Solenne launched again before the enemy could understand what had arrived.
This time, there was less need for a slow reveal. The first wave of carrier craft moved out in a dark spread, crossing the empty distance toward the Kharov starport and the fleet berths around it.
Behind them, the main warships advanced in controlled formation, not rushing, not giving up their angles, but close enough to support the strike before the enemy’s outer patrols could respond properly.
On the Kharov side, confusion came first.
A few civilian traffic points detected the incoming craft before the military did. The first report entered the network as a possible merchant caravan moving off-lane.
The second identified smaller signatures and flagged them for review. The third tried to raise an alert and failed because Eirenne redirected it into a maintenance chain.
Inside one of the far starport’s observation decks, a Kharov technician stared through a magnified display and went still.
Those were not merchant ships.
They were warships.
Lots of them.
He tried to call the port defense office, but the line returned a "local network fault" message.
He tried a second channel, which sent him to a registration queue for civilian docking complaints.
By the time he cursed and started running toward the nearest security post, the first wave was already too close.
The military noticed next.
Several patrol ships moved to intercept, but they did so late and in poor formation.
Before they could reach Solenne’s strike craft, Lysara fired from behind the wave, her beams crossing the distance with clean precision.
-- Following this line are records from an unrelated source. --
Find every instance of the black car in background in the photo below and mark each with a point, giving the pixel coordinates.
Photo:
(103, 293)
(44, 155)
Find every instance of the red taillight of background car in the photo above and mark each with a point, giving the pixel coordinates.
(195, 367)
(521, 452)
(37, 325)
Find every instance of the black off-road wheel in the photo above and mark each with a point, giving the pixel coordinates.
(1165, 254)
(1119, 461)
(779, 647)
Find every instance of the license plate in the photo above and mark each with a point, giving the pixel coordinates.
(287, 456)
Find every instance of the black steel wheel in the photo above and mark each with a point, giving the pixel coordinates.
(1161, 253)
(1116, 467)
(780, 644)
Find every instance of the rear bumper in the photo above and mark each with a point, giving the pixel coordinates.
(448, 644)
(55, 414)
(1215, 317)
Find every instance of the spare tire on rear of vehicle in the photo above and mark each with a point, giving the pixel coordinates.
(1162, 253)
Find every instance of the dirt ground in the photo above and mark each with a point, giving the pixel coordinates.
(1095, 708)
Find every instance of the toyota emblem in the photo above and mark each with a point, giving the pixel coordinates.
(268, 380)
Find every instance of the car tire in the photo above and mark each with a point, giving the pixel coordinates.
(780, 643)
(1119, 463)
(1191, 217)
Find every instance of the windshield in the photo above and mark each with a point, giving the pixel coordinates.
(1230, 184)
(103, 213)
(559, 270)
Two patrol ships died immediately. A third lost propulsion and drifted into the path of its own allies.
Rhoswen pushed forward on the other flank, taking the attention of the ships that tried to turn toward the main group.
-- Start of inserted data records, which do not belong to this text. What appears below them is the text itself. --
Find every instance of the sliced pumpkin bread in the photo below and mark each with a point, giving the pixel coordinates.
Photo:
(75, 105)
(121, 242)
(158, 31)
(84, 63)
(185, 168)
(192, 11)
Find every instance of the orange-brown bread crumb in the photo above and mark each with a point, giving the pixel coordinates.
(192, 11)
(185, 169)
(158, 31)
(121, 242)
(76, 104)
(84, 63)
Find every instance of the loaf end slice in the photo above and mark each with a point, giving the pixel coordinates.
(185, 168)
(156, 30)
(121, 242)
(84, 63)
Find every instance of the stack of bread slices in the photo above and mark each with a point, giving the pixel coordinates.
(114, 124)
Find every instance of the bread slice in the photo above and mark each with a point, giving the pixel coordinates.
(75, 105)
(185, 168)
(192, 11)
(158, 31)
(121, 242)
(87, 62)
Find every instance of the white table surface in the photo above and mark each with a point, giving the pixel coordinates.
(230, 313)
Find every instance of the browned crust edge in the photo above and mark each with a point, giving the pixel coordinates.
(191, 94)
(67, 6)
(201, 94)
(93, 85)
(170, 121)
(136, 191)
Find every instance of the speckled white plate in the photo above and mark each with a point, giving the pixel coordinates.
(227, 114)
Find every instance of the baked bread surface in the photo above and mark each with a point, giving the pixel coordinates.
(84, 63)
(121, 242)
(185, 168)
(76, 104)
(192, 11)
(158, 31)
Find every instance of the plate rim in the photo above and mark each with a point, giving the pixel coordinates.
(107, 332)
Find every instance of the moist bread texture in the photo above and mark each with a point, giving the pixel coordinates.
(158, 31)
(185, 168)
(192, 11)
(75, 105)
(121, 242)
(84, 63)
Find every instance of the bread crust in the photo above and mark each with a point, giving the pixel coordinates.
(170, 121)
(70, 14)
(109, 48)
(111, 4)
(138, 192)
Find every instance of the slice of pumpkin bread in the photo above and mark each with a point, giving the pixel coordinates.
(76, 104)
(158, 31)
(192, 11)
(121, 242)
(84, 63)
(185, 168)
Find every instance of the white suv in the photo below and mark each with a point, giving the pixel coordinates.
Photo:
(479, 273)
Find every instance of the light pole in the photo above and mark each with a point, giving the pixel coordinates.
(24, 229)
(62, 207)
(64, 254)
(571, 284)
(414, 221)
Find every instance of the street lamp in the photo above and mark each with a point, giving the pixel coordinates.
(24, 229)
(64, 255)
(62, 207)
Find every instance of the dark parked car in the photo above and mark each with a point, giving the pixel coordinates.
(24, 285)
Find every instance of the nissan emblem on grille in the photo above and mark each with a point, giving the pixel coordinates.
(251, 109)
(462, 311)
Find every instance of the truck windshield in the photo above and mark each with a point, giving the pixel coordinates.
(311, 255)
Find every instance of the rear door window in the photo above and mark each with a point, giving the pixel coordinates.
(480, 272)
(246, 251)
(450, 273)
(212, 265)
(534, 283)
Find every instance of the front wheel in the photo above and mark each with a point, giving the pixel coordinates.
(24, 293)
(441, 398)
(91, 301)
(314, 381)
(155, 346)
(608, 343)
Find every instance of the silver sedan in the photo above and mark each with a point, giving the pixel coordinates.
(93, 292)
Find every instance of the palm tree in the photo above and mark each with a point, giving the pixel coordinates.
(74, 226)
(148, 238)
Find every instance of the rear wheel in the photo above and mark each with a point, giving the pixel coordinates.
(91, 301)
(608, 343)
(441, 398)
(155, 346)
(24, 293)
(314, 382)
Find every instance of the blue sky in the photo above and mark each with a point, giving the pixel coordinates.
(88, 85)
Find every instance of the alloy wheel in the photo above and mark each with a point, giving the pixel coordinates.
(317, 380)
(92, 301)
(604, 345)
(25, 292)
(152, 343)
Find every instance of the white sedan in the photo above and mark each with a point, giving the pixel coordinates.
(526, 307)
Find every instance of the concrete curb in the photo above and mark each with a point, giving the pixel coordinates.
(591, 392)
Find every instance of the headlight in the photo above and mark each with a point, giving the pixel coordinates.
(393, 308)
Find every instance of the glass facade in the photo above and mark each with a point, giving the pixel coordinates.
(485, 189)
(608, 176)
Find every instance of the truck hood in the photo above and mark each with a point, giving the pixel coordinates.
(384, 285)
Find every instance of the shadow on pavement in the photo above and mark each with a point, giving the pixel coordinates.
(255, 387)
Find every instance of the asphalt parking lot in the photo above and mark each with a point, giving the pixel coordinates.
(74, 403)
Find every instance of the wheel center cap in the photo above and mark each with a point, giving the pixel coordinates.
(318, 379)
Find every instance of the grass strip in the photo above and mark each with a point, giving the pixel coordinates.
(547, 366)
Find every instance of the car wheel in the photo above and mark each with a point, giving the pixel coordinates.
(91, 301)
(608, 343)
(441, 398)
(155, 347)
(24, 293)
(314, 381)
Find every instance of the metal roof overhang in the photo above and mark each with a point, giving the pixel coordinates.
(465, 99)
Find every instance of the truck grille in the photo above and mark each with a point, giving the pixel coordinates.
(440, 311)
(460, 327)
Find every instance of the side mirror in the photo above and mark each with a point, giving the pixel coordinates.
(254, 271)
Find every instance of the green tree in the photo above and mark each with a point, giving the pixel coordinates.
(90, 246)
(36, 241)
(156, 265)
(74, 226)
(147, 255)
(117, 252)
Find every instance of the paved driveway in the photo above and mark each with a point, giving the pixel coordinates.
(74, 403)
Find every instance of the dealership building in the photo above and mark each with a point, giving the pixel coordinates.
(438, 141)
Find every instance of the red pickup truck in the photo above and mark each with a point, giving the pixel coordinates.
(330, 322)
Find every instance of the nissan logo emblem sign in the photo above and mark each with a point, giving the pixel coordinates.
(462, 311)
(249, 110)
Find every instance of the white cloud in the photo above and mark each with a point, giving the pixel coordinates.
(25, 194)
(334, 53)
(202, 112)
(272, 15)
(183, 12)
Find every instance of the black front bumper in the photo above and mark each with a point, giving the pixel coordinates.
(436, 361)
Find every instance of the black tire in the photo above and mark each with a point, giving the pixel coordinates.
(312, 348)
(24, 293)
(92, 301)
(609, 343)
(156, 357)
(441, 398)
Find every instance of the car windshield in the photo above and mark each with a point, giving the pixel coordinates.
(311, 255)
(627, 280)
"Outer screen is soft," she said.
"Do not overcommit," Aurelian replied.
"I know."
She laughed and kept moving.
The carrier craft reached firing range moments later.
Their first attack did not target civilian docks. It did not waste shots on trade platforms or outer cargo towers.
It went straight into the military berth zone, where too many Kharov ships were still sitting half-powered, some with shields down, some with crews not yet aboard, and some in the middle of refit procedures that made them little more than expensive targets.
The bombardment came in layers.
Missiles struck first.
Torpedoes followed.
Then, precision warheads hit exposed power and weapon sections.